Feel-good companies accused of ‘double standards” over pensions

Companies with feelgood policies on the environment have been accused of double standards over their pension funds.

Research by ShareAction has found a disconnect between what big companies have committed to doing on climate change and the protections against climate-related financial risks given to their employees’ pension savings.

The charity says climate change poses a “systemic threat to the global financial system”, and pension savings need to be actively protected against this risk.

It surveyed 25 FTSE-100 companies with some of the largest defined contribution (DC) pension schemes, and the 15 which participated in the research process cover around one million workers and £17.5bn assets under management.

Only two schemes, the HSBC Bank Pension Scheme and the RBS Retirement Savings Plan, have changed their default investment strategies to reduce the carbon exposure of staff pensions.

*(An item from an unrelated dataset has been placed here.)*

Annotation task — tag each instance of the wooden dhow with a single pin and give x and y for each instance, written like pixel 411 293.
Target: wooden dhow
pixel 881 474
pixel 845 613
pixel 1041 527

Yet 13 of these 15 major UK companies are backing initiatives to address climate risks such as the Science-Based Targets Initiative and the Taskforce on Climate-related Financial Disclosures.

ShareAction says:

National Grid, for example, has set ambitious public targets to reduce the company’s carbon footprint by 80% by 2050. However, the pensions savings of National Grid employees working to implement this commitment remain stuck in a business as usual investment fund that does little to manage the financial risks of climate change. Non-responding schemes, including the UK Shell Pension Plan and BAE Systems DC Retirement Plan, [also] leave their employees in the dark on how they manage climate risks relative to others in the corporate sector.

Climate change = corporate change?

Pine Watt

Positively, the researchers found that six of the surveyed schemes were considering further action to address climate-related risks.

A school leaver or graduate joining the workforce today can expect to retire in the 2060s, so it is action taken over the next decade that will influence how climate change will affect their savings.

Leading climate scientists believe there are only 12 years for global warming to be kept to a maximum of 1.5C, beyond which even half a degree will significantly worsen the risks of financially damaging droughts, floods, extreme heat and disruption for millions of people.

What do MPs and experts say?

The Climate Reality Project

Paul Britton, research officer at ShareAction and lead author, said:

It’s no secret that companies taking credible action on climate and other sustainability issues are doing a better job of hiring and retaining talent. That these employees’ pensions are exposed to unmanaged climate risks is wrong and will send alarm bells ringing. These schemes will pay pensions deep into the 21st century. By more actively managing climate risks in their staff schemes, employers can protect employees for the long-term while demonstrating joined-up thinking on corporate sustainability commitments.

Mary Creagh MP, chair of the all-party Environmental Audit Committee, said: 

Pension funds have a duty to act in the best interest of their beneficiaries and take account of long and short-term climate risks. We need to fix the incentives that encourage short-term thinking. Long-term sustainability must be factored into financial decision making.

Mary Creagh

And Ruston Smith, chairman of the Tesco Defined Contribution Governance Committee, said

The quite rapid changes we can see that are influencing our planet and global environment emphasises the increasing importance that climate change and ESG factors will continue to have, as part of a number of factors, in the long term investment of retirement savings.  Climate change, and its implications, are a key influence on future business strategy and therefore creates both investment risks and opportunities.

Last autumn ShareAction and Young Money Blog reported that the nine providers of pensions for 10 million auto-enrolment workers were largely failing to prevent investments in companies that made toxic weapons, harmed the environment or dodged their taxes.  It also found the pensions industry was in danger of alienating young workers through its uninspired and out of touch messages.